Annesinin hastalığının ilerlemesi onun hem benimle daha sık görüşmesine hem de daha çok içini dökmesine sebep oldu, geçenlerde cebinde bir kağıtla geldi lütfen ben gittiğimde aç bunu diye rica etti bende öyle yaptım, açtığımda beni şu dizeler karşıladı:
Vazgeçtim bu dünyadan tek ölüm paklar beni,
Değmez bu yangın yeri avuç açmaya değmez.
Değil mi ki çiğnenmiş inancın en seçkini,
Değil mi ki yoksullar mutluluktan habersiz,
Değil mi ki ayaklar altında insan onuru,
Vazgeçtim bu dünyadan tek ölüm paklar beni.
O kız oğlan kız erdem, dağlara kaldırılmış,
Ezilmiş, hor görülmüş el emeği, göz nuru.
Ödlekler geçmiş başa, derken mertlik bozulmuş,
Değmez bu yangın yeri avuç açmaya değmez.
Değil mi ki korkudan dili bağlı sanatın,
Değil mi ki çılgınlık sahip çıkmış düzene.

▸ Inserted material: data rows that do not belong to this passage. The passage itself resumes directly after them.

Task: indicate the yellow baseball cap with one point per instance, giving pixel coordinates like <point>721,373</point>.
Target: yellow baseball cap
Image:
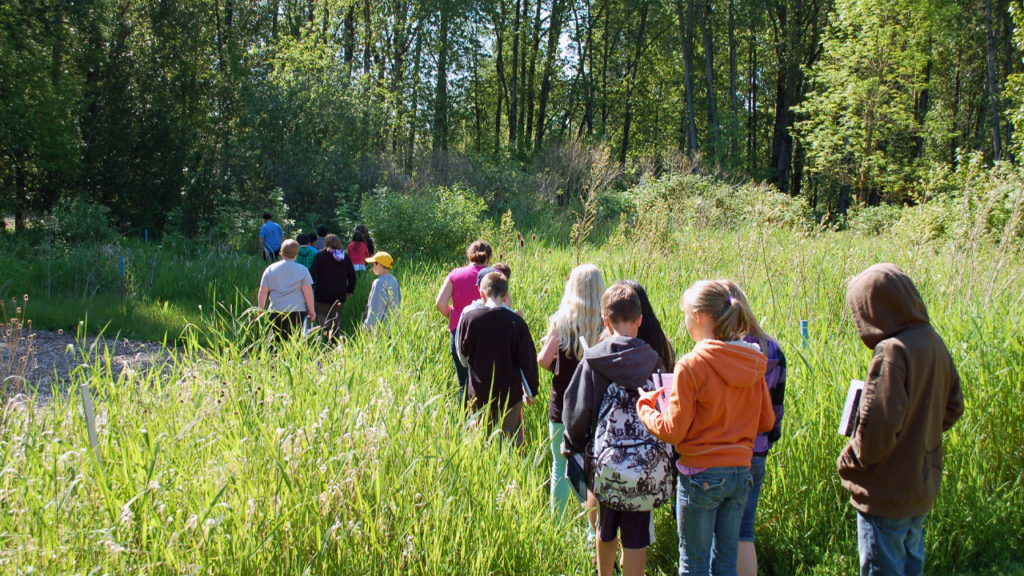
<point>382,258</point>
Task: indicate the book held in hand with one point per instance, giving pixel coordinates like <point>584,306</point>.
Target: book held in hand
<point>852,408</point>
<point>663,383</point>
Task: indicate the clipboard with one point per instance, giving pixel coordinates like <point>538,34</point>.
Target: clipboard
<point>851,410</point>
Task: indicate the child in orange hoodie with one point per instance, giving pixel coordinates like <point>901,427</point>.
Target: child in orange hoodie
<point>718,404</point>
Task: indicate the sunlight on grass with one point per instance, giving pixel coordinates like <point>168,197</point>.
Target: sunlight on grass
<point>246,459</point>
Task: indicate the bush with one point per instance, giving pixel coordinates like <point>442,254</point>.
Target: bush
<point>690,200</point>
<point>437,222</point>
<point>873,220</point>
<point>78,221</point>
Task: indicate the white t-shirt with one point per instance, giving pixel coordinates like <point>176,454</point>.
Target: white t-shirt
<point>286,279</point>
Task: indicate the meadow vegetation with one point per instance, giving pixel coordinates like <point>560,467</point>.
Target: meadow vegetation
<point>244,457</point>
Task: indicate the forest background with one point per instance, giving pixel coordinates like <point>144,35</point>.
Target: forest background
<point>193,117</point>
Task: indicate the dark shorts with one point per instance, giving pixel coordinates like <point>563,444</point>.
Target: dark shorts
<point>636,530</point>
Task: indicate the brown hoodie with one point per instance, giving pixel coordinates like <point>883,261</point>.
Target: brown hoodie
<point>892,466</point>
<point>718,404</point>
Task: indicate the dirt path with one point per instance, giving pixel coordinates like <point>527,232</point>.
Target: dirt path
<point>47,359</point>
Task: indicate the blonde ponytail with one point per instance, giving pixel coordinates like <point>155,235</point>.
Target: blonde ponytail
<point>732,317</point>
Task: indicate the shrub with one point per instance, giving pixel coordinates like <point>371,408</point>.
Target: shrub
<point>873,220</point>
<point>437,222</point>
<point>78,221</point>
<point>690,200</point>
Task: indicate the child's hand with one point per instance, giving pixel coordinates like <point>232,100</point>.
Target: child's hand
<point>644,395</point>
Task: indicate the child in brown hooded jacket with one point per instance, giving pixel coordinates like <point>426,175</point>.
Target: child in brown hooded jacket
<point>892,466</point>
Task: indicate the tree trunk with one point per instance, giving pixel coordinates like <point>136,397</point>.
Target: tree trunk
<point>554,32</point>
<point>520,116</point>
<point>514,89</point>
<point>993,91</point>
<point>605,49</point>
<point>633,69</point>
<point>921,111</point>
<point>349,41</point>
<point>476,101</point>
<point>500,73</point>
<point>275,6</point>
<point>1008,70</point>
<point>400,46</point>
<point>22,190</point>
<point>714,129</point>
<point>440,95</point>
<point>688,127</point>
<point>418,58</point>
<point>368,37</point>
<point>733,104</point>
<point>531,80</point>
<point>752,123</point>
<point>589,95</point>
<point>57,54</point>
<point>955,114</point>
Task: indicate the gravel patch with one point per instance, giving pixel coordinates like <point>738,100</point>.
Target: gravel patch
<point>46,359</point>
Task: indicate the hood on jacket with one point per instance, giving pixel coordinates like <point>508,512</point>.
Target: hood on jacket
<point>738,366</point>
<point>628,362</point>
<point>884,301</point>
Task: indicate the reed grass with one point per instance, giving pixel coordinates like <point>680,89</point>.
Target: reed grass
<point>248,457</point>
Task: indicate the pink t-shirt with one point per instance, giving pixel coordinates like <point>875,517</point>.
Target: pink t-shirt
<point>357,251</point>
<point>464,291</point>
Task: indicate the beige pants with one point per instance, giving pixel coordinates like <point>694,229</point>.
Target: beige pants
<point>329,316</point>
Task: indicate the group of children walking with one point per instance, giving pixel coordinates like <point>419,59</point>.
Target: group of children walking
<point>316,275</point>
<point>627,419</point>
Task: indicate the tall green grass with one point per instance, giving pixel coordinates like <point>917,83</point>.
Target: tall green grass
<point>245,457</point>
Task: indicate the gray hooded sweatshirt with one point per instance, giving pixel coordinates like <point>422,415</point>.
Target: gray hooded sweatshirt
<point>628,362</point>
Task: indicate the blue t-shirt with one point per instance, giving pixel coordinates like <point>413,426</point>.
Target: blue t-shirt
<point>272,236</point>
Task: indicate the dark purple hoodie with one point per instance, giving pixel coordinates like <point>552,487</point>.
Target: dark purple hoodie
<point>775,378</point>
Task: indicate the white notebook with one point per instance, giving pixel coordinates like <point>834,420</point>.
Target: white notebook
<point>851,408</point>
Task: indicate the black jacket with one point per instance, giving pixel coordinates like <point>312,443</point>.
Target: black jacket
<point>333,280</point>
<point>628,362</point>
<point>501,355</point>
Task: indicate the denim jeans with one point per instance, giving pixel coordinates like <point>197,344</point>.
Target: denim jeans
<point>751,510</point>
<point>461,372</point>
<point>561,492</point>
<point>709,509</point>
<point>891,546</point>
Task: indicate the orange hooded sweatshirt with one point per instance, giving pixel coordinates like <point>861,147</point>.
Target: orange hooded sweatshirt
<point>718,404</point>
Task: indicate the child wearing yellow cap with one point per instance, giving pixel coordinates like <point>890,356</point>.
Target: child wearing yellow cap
<point>385,296</point>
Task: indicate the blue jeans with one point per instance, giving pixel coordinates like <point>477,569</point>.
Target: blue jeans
<point>758,474</point>
<point>891,546</point>
<point>461,372</point>
<point>561,492</point>
<point>709,509</point>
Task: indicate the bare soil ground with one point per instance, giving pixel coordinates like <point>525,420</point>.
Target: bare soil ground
<point>46,359</point>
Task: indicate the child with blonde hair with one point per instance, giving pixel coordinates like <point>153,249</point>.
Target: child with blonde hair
<point>579,315</point>
<point>717,406</point>
<point>747,562</point>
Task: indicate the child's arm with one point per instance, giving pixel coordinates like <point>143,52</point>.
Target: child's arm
<point>375,304</point>
<point>462,343</point>
<point>578,410</point>
<point>675,423</point>
<point>883,410</point>
<point>777,398</point>
<point>526,358</point>
<point>350,277</point>
<point>954,404</point>
<point>766,419</point>
<point>549,354</point>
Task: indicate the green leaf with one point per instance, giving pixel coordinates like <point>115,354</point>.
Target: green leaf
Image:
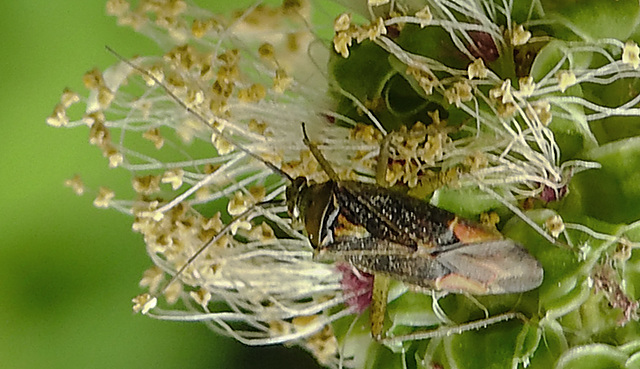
<point>592,19</point>
<point>596,356</point>
<point>612,193</point>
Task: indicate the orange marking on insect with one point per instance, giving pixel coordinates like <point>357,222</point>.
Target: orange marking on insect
<point>456,282</point>
<point>469,233</point>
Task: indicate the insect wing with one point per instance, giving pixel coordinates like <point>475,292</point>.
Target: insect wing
<point>488,268</point>
<point>483,268</point>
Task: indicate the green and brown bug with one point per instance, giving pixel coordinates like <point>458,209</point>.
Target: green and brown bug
<point>392,235</point>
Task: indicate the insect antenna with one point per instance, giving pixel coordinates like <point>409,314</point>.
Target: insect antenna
<point>233,142</point>
<point>198,116</point>
<point>324,163</point>
<point>214,239</point>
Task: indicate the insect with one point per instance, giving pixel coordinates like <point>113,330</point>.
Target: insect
<point>392,235</point>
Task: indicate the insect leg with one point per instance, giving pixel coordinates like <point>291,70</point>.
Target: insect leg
<point>379,305</point>
<point>449,330</point>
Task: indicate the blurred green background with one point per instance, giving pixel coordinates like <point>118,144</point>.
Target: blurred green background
<point>68,270</point>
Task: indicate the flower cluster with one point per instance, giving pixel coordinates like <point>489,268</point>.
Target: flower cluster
<point>514,114</point>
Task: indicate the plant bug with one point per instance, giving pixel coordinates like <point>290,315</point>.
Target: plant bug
<point>392,235</point>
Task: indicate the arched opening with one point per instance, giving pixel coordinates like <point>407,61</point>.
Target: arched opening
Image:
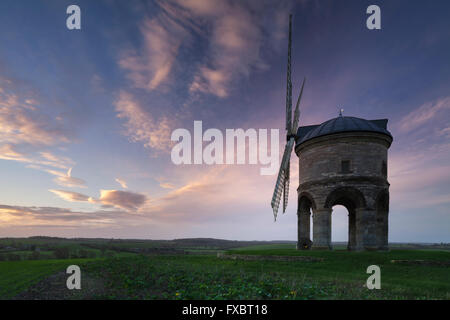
<point>305,206</point>
<point>351,199</point>
<point>339,227</point>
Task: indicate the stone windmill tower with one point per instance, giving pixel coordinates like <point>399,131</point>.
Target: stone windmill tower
<point>342,161</point>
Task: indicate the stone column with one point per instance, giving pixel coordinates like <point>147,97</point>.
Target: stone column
<point>351,230</point>
<point>303,240</point>
<point>382,230</point>
<point>366,229</point>
<point>322,229</point>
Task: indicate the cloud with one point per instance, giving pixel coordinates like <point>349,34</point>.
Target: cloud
<point>235,31</point>
<point>22,123</point>
<point>71,196</point>
<point>11,152</point>
<point>11,216</point>
<point>151,67</point>
<point>126,200</point>
<point>66,179</point>
<point>129,201</point>
<point>424,114</point>
<point>166,185</point>
<point>122,183</point>
<point>141,126</point>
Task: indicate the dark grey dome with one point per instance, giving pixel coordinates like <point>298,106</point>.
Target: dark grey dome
<point>341,124</point>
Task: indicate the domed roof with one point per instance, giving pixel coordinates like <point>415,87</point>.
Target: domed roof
<point>341,124</point>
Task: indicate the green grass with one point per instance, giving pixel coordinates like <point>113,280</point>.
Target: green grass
<point>341,275</point>
<point>16,276</point>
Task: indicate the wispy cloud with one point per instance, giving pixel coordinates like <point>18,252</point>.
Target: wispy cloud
<point>22,123</point>
<point>151,67</point>
<point>65,179</point>
<point>235,33</point>
<point>126,200</point>
<point>141,126</point>
<point>122,183</point>
<point>70,196</point>
<point>425,113</point>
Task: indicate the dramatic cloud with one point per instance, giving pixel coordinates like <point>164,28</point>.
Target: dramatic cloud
<point>22,123</point>
<point>22,216</point>
<point>122,199</point>
<point>425,113</point>
<point>129,201</point>
<point>11,152</point>
<point>141,126</point>
<point>66,179</point>
<point>122,183</point>
<point>235,31</point>
<point>71,196</point>
<point>161,40</point>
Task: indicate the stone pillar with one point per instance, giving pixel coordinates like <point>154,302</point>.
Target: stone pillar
<point>366,226</point>
<point>382,230</point>
<point>351,230</point>
<point>322,229</point>
<point>303,239</point>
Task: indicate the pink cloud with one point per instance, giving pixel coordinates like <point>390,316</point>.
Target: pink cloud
<point>141,126</point>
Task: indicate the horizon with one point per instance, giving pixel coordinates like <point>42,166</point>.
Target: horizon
<point>86,116</point>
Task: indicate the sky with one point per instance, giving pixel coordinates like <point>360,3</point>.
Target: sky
<point>86,116</point>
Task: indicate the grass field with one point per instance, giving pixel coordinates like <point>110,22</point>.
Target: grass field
<point>341,275</point>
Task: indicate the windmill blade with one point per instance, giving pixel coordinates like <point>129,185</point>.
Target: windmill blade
<point>289,82</point>
<point>279,186</point>
<point>286,186</point>
<point>297,111</point>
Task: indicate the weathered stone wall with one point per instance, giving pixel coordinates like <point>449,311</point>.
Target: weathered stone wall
<point>323,184</point>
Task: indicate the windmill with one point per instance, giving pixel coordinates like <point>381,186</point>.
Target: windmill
<point>282,184</point>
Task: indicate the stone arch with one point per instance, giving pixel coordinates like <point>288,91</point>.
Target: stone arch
<point>305,204</point>
<point>352,199</point>
<point>349,197</point>
<point>382,217</point>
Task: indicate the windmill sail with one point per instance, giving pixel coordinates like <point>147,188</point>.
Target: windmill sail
<point>289,81</point>
<point>282,184</point>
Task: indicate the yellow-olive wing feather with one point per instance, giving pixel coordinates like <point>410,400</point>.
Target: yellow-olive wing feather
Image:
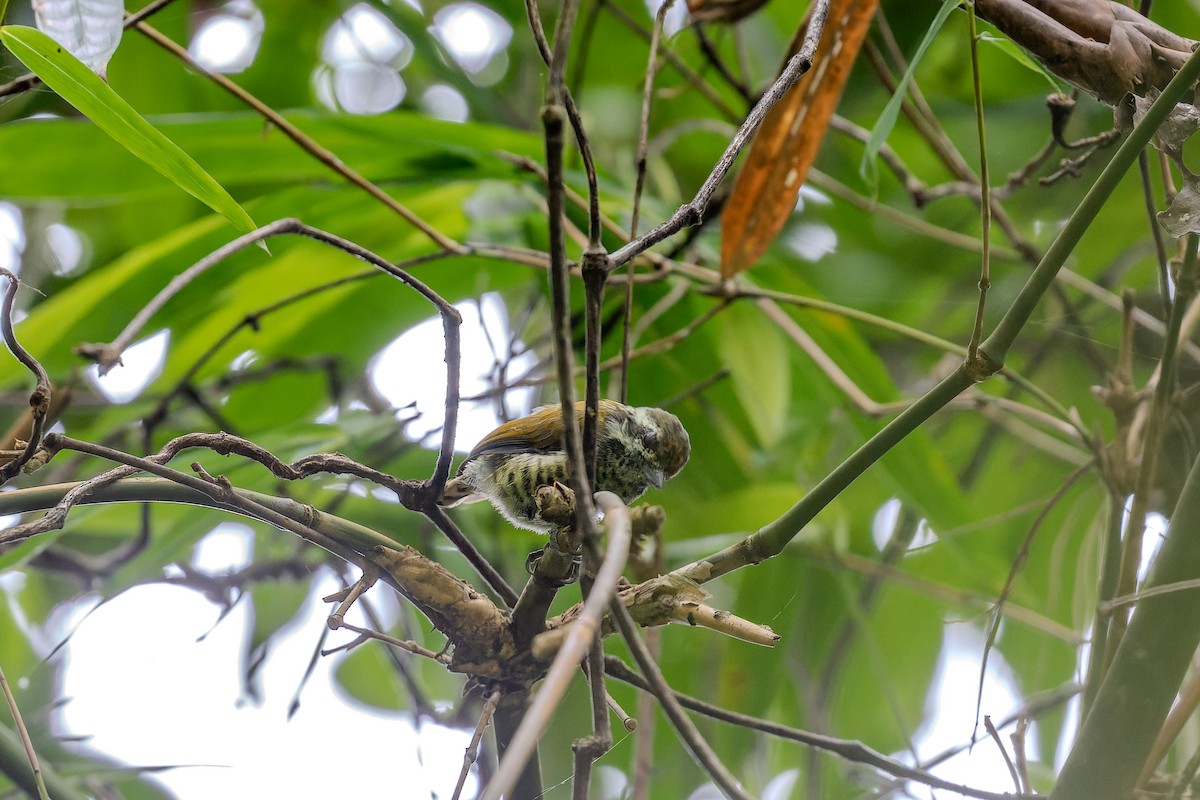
<point>541,432</point>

Değil mi ki kötüler kadı olmuş yemene,
Doğruya doğru derken eğriye çıkmış adın.
Vazgeçtim bu dünyadan, dünyamdan geçtim ama,
Seni yalnız koymak var, o koyuyor adama.

Bu dizeler ona ait değil, Shakespeare’in 66. Sone’si.
Bu dizeleri okuduğumda derin düşüncelere daldım, bu sözcüklerin kaleme alındığı yıl günümüzden neredeyse 500 yıl önce, peki nasıl olur, nasıl olur da o yıllarda bile insanlar bambaşka hayatlar, bambaşka teknolojiler, bambaşka ilişkiler ve dahi yönetimler altında yaşarken tamamen aynı çaresizlikle, aynı yakarışla, aynı karanlıkla baş başa kalabilirler? İşte bu insan ruhuyla alakalı, bedeninizi bir kenara atın ruhumuzla yaşıyoruz. Beyninizi bile bir çöplük varsayabilirsiniz tıpkı benim bunları yazdığım bilgisayarın hafızası gibi oda ruhumuzun sadece bir hafıza kartı. Peki farklı yüzyılların ruhları nasıl olurda aynı acıyı, aynı kederi, aynı intikam dürtüsünü hisseder?
Bu konuda biraz düşününce aklıma gelen Tanrı oldu, tüm kutsal kitaplarda ve efsanelerde Tanrı’nın dünyaya gelmiş ve gelecek bütün ruhları tek seferde yarattığı söylenir, aynı anda oluşan ruhlardan farklı hisler ne kadar beklenebilir? İşte görüyoruz ; binlerce yıl önce evladını kaybeden bir anneyle, şimdiki veya yüzlerce yıl önce kendisine kötülük eden birine kin duyan biriyle ben, sen, o farklı mıyız?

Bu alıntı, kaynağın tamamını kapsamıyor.